Beyond user choice, the iPad and social networking are business hits because they enable more direct communication.

Increased productivity is one of the most common rallying cries when people, myself included, talk about the consumerization trend in business technology and the related growth of personally owned mobile devices like the iPhone and iPad in the workplace. Increased productivity and the comfort of choosing and using the best apps or devices for the job is one big advantage that these trends have to offer, but it isn’t the only one.

The ability to collaborate is being unleashed by these trends in businesses around the world. That, perhaps, points a finger to why the iPad, cloud services like Box and Dropbox, and social networks have gained so much popularity in so many offices.

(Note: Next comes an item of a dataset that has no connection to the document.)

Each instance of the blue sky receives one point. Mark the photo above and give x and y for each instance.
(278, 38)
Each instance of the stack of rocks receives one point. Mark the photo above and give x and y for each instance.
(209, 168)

They allow people to interact and collaborate in ways that traditional business collaboration tools do not.

I’m not suggesting that tools like Microsoft’s SharePoint and Basecamp from 37 Signals aren’t important tools. They are very important tools for document, content, and project management. Even the track changes feature in Office is important when multiple team members collaborate on a single document – after all, track changes has been the holy grail of iOS business apps (Office2 is the only on-device Office-style suite for iOS to offer track changes integration).

There is, however, a difference between working together on specific files or with specific data and true person-to-person discussion. Tools like these might be better described as tools for managing collaborative work instead of collaborative tools. They exist more to put needed boundaries around the pieces of work that team members do than to encourage active discussion and broader collaboration.

Leigh Jasper, CEO of Construction and Engineering Collaboration company Aconex, recently described the ways in which iOS, social networks, and cloud services are transforming the workplace as eliminating friction. That’s a terrific metaphor. Traditional office tools are designed in many ways to instill friction in the collaborative process for the purposes of keeping everything organized and manageable as well as for securing content and network resources.

Jasper points out that such friction has always been a collaboration inhibitor in businesses of all types and sizes – something that users tolerate when they must but will avoid and circumvent when they have the chance. New mobile technologies – the iPad in particular – and social networks are all about removing that friction. So are Cloud services, because they allow users to bypass many points of friction created by security and management systems.

The challenge for businesses and IT is to deliver solutions that remove as much friction between users, resources, and information– and even between users and their coworkers – as possible while still providing core security. That’s not an easy task, but ultimately it’s the best possible option.